A produção de arroz foi estimada em 11,7 milhões de toneladas, retração de 7,9% frente ao ano anterior.

O Centro-Oeste permanece como principal região produtora da safra, com 167,5 milhões de toneladas, o equivalente a 48,9% do total nacional.
Em seguida aparecem Sul (95,3 milhões de toneladas), Sudeste (30,2 milhões), Nordeste (28,2 milhões) e Norte (21,5 milhões).
Na comparação anual, apenas Sul (10,4%) e Nordeste (1,8%) registraram crescimento. Centro-Oeste (-6,2%), Sudeste (-2,9%) e Norte (-3,7%) apresentaram queda.
O Mato Grosso lidera entre os estados, com 30,3% da produção nacional de grãos.

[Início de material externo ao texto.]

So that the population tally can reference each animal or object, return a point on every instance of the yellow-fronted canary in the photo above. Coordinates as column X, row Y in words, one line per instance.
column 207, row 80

A produção de algodão herbáceo foi estimada em 8,8 milhões de toneladas, queda de 11% frente a 2025. O recuo reflete redução de área e produtividade.
O sorgo deve alcançar 4,6 milhões de toneladas, retração de 13,9% na comparação anual, após ter registrado safra recorde no ano anterior.
A produção de feijão, considerando as três safras, deve somar 3,0 milhões de toneladas, alta de 0,9%. O volume projetado é suficiente para atender ao consumo interno.
O trigo foi estimado em 7,7 milhões de toneladas, recuo de 1,0% frente a 2025.
A produção de tomate deve atingir 4,7 milhões de toneladas, alta de 1,7% na comparação mensal, mas ligeira queda frente ao ano anterior.
Já a castanha-de-caju deve registrar 141,8 mil toneladas, crescimento de 13,5% frente a 2025.